VTT reported that the recently completed European METGROW+ project identified methods to increase Europe’s self-sufficiency in critical commodities, including cobalt, nickel and zinc, by 10%-20% using only the material streams studied in the project. The developed methods can additionally be used to recover metals from other material streams, according to VTT, which noted that various stakeholders interested in using low-grade ores and waste can evaluate the valorization of raw-material streams with a web tool developed in the project.
The METGROW Calculator web tool is intended to support decision-making by European mines, mining technology developers and others. The user can enter, for example, local laterite ore or jarosite from the zinc industry as a raw material and assess the options for utilizing the raw material stream in relation to local waste and energy prices.

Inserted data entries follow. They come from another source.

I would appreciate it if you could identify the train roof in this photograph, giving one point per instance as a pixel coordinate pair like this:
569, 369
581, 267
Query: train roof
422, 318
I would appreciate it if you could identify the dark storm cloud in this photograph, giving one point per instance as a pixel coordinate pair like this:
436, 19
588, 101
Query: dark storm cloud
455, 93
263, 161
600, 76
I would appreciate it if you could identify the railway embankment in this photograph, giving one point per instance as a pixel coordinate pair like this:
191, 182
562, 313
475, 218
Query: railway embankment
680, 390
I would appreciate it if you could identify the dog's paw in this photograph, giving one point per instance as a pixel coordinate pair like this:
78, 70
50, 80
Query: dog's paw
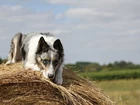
8, 63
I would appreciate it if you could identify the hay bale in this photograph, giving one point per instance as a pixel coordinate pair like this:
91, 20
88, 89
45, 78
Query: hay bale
27, 87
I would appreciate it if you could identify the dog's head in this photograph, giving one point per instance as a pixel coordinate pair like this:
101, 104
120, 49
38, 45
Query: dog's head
49, 58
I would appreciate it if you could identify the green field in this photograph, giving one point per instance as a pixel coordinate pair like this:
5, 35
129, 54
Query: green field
112, 75
122, 92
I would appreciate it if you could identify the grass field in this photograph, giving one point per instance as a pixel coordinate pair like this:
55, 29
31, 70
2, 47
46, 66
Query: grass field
112, 75
123, 92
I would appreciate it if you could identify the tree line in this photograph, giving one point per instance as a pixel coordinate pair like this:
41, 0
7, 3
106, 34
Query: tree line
94, 66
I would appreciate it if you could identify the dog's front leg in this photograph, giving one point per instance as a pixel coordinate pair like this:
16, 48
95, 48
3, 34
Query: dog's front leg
58, 77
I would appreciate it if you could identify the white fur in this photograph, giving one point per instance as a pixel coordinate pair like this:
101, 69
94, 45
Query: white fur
31, 63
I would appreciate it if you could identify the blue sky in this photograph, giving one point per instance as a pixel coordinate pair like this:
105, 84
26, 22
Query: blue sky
98, 31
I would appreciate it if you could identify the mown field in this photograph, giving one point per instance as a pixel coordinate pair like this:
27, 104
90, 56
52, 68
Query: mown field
112, 75
123, 92
122, 86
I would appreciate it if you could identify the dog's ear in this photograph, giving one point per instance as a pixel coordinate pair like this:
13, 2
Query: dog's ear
42, 46
58, 46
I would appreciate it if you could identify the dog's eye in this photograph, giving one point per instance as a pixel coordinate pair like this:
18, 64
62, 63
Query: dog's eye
45, 62
55, 62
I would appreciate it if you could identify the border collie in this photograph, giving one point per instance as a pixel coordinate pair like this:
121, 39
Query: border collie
39, 51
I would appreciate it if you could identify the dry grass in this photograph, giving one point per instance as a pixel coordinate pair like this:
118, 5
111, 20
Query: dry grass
27, 87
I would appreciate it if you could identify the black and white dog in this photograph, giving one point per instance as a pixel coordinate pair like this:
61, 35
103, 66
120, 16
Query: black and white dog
39, 51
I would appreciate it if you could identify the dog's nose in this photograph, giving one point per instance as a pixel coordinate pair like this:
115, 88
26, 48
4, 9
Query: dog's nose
50, 75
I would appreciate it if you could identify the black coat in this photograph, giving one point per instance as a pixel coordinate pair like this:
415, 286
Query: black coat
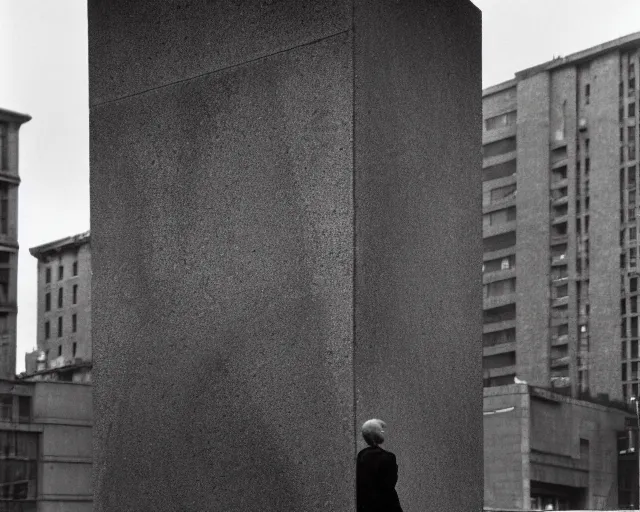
376, 477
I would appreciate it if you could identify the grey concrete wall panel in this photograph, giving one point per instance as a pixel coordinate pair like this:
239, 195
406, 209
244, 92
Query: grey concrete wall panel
227, 331
418, 241
222, 251
604, 245
142, 45
532, 262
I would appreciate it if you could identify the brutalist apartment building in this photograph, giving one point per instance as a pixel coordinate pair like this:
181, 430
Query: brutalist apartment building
560, 267
560, 276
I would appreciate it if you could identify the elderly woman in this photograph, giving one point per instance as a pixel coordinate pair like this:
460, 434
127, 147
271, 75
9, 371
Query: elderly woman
376, 472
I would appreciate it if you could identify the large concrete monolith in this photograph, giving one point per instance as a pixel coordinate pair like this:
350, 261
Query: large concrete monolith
286, 241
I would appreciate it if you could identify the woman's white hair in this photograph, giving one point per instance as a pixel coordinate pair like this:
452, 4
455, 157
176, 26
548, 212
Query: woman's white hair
372, 431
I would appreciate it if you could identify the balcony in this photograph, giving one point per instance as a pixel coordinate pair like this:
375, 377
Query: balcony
498, 275
560, 201
560, 184
559, 260
560, 382
500, 300
498, 372
502, 348
559, 280
499, 204
499, 229
561, 339
498, 325
560, 301
560, 362
498, 134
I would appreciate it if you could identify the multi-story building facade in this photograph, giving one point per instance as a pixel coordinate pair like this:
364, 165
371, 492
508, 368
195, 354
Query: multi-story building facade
45, 446
64, 310
10, 123
560, 269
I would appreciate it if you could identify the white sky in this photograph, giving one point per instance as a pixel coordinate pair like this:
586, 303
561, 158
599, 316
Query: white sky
43, 72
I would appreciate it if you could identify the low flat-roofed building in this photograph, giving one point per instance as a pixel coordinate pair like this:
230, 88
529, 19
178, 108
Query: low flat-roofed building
45, 446
546, 449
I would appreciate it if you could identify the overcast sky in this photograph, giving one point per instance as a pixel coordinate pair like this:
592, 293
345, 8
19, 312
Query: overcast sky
43, 72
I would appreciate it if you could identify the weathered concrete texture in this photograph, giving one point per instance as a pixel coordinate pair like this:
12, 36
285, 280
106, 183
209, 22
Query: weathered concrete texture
137, 46
222, 244
418, 194
532, 267
506, 427
224, 253
604, 238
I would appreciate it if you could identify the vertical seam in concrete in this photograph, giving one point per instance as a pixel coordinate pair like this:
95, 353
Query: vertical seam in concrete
353, 227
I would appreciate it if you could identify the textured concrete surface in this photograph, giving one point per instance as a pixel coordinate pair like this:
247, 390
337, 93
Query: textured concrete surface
533, 239
604, 244
137, 46
228, 334
505, 434
417, 133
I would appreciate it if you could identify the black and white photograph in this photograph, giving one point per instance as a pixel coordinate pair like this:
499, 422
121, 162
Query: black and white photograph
319, 255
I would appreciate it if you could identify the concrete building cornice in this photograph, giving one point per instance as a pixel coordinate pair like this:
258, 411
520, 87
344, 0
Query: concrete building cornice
42, 251
13, 117
628, 41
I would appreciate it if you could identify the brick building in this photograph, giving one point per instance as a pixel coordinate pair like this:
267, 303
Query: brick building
64, 311
560, 270
10, 123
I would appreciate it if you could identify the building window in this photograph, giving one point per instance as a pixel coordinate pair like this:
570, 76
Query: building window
4, 152
501, 121
498, 288
4, 209
587, 93
501, 193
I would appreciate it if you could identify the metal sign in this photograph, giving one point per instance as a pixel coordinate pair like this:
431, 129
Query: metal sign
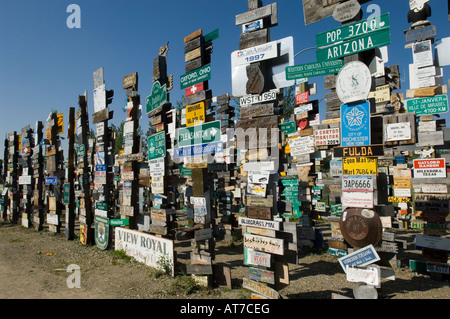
430, 168
355, 45
355, 124
313, 69
359, 29
157, 98
199, 134
157, 145
199, 75
195, 114
198, 149
429, 105
276, 68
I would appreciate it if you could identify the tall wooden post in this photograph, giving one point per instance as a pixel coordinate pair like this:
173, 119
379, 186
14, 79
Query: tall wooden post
69, 187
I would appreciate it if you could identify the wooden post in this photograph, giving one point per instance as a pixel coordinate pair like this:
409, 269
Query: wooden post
70, 208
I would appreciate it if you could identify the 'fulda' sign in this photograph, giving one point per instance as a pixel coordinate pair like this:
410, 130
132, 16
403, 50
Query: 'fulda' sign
359, 151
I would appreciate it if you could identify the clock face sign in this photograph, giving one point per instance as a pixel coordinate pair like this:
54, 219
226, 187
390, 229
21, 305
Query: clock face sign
353, 82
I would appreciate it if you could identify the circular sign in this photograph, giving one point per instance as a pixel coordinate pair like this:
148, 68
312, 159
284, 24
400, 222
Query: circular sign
363, 291
360, 227
353, 82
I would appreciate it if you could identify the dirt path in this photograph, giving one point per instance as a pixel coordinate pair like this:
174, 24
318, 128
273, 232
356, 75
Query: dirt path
34, 265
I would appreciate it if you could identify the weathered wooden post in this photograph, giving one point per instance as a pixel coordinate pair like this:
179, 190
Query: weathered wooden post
103, 161
196, 141
69, 186
269, 244
25, 180
85, 194
131, 155
427, 98
38, 177
158, 107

“We developed and compared different methods for recovering metals from metal refining waste sludges as well as from low-grade ores whose metal concentrations have been considered too low for profitable recovery. We paid particular attention to the profitability and environmental impact of the methods. By developing new and combining old methods, we found new ways to increase the recovery of cobalt, nickel and zinc, among others,” VTT Päivi Kinnunen said.
“The potential of low-grade ores, wastes and side streams is now easier to discern as we know the kind of metal concentrations they have, and which methods are suitable for recovering those metals. Even a smaller side stream from a large mine or metallurgical plant can prove to be a significant business for another company,” Kinnunen explained.
According to VTT, some 19 companies, research organizations and universities from nine EU countries joined in the four-year €7.9 million ($8.8-million) project, with R&D activity divided among the participants according to exper-
tise in methods and materials. The research also considered local waste costs and energy sources — factors that can influence profitability and environmental impact of the methods in each country.